Directly following the original protest, the second one was held Wednesday, June 4, returning with a larger crowd of support than before. 

On Wednesday participant and Center resident, Jocelyn Berry said she was impressed with the support.

“I attended the protests on both Tuesday and Wednesday afternoon, and I can honestly say that I was pleased with how they turned out,” she said. “Seeing so many members of this community of all ages and backgrounds come together to speak out against injustice was absolutely mesmerizing and I’m so glad I got to be a part of it.”

Berry also answered a question about the connection between the Minneapolis man’s death and the protests happening here in small-town Center.

“Many people felt these protests were pointless in that what happened in Minneapolis did not happen here in Center, Texas,” she said. “However, what we stood up for goes far beyond the life of George Floyd.

“I hope this protest starts a community wide conversation about the injustices and racism people have faced in and around this city so that we may better understand each other’s feelings,” she said. “Spreading awareness on a local level is just as important as nationwide attention.”

The third day of protesting happened this previous Saturday, June 6, where a smaller crowd was gathered along Hurst Street, but the support behind the protests’ meaning remained just as strong.

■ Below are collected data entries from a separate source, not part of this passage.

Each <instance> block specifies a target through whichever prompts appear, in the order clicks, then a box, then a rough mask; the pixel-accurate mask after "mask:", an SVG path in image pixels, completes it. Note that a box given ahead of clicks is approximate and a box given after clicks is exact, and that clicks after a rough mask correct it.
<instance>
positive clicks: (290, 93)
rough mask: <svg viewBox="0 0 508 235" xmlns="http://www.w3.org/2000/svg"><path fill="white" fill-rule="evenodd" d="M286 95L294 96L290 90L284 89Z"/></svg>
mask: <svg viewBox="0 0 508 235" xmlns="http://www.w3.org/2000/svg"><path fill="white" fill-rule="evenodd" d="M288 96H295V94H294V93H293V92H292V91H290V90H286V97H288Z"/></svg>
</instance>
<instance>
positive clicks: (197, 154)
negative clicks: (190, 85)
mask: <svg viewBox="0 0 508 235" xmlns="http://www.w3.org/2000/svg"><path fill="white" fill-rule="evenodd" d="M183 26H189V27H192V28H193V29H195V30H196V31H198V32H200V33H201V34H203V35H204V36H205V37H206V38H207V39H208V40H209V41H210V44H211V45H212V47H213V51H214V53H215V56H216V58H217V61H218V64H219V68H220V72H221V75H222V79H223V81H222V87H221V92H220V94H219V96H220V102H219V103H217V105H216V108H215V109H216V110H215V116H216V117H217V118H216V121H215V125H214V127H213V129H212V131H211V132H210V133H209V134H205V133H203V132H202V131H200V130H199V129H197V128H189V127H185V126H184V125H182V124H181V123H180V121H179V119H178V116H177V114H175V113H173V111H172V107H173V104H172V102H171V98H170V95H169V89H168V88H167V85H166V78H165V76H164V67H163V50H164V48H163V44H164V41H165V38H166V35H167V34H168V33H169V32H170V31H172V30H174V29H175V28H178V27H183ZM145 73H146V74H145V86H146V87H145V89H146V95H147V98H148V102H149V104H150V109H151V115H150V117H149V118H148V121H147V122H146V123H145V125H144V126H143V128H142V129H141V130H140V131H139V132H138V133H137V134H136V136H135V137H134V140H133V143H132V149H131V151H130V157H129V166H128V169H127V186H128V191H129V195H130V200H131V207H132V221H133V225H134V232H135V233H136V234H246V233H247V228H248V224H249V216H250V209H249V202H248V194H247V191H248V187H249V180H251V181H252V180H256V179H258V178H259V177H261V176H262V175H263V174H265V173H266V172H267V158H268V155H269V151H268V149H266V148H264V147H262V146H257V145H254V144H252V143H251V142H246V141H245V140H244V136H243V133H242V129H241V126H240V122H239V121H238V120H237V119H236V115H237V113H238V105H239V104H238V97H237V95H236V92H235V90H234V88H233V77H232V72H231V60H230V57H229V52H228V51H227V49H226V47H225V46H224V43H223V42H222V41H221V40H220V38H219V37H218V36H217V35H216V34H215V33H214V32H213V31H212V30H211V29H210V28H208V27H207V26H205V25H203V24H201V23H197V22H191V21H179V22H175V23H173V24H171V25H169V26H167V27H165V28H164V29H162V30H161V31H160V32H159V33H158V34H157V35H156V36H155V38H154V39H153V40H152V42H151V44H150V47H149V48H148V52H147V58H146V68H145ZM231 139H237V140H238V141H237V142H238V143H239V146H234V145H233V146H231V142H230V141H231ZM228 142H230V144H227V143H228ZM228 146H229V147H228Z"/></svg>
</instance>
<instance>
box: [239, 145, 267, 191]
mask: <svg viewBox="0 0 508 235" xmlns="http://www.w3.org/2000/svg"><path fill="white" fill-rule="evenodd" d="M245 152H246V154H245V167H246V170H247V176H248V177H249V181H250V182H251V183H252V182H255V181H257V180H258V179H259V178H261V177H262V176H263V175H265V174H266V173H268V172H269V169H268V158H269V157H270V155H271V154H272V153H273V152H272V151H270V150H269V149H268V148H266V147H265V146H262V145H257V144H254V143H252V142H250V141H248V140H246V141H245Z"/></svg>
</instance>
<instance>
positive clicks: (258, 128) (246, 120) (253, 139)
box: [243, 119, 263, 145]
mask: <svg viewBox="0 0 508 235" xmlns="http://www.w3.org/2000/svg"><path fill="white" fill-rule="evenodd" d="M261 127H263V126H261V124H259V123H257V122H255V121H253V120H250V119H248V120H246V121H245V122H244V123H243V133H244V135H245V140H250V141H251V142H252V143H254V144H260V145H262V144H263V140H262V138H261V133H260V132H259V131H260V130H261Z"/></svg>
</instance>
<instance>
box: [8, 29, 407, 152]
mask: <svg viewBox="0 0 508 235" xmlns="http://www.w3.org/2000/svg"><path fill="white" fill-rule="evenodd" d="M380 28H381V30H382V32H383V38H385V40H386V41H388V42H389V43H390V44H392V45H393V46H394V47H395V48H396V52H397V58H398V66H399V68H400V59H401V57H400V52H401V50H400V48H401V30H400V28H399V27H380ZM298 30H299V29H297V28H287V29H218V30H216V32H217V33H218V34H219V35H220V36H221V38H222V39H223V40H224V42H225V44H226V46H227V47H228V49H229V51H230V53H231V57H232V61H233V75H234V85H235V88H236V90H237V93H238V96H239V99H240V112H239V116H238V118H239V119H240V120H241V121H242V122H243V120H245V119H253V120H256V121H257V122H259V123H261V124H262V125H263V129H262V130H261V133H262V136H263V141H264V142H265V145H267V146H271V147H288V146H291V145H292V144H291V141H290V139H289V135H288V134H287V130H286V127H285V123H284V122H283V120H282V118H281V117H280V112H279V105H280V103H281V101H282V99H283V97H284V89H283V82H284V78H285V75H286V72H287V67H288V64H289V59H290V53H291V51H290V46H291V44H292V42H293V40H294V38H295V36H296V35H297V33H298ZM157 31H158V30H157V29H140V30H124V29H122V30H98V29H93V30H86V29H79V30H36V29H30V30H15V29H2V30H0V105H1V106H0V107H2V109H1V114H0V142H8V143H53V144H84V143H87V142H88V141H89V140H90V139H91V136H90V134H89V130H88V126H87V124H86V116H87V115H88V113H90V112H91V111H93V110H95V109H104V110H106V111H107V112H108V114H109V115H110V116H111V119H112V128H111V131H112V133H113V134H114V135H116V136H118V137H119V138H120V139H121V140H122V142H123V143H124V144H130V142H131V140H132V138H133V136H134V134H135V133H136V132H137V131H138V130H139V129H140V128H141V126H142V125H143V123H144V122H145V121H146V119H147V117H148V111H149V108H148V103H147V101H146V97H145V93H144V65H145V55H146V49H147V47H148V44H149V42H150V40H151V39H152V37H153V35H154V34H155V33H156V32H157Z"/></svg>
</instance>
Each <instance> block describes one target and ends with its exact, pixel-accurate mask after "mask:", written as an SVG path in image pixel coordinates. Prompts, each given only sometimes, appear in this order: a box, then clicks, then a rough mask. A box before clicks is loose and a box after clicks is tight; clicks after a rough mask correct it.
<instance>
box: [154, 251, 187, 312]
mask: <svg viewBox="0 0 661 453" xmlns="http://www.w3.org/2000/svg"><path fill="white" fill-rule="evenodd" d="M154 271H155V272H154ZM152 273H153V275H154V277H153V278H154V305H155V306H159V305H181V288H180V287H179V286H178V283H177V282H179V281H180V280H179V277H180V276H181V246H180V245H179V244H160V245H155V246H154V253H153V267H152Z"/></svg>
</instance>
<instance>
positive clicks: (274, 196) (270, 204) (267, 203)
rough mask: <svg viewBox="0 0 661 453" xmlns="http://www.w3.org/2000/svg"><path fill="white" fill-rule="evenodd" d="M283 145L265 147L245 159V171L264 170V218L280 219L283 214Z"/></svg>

Wednesday protest participant and Shelby County resident, Quan Jackson, said in a recent interview, “I was an active participant in the protest. What I got out of it was - it was a chance to show the young people the proper way to peacefully protest - you know without all the violence and drama involved” he said. 

“A lot of the politicians and leadership that we have - they have failed us. I showed up to really let the young people know that I agree with them peacefully protesting and I feel like it was the proper way to do it,” said Jackson. “In this community - even the people who don’t agree - they needed to see the young people expressing how they felt.”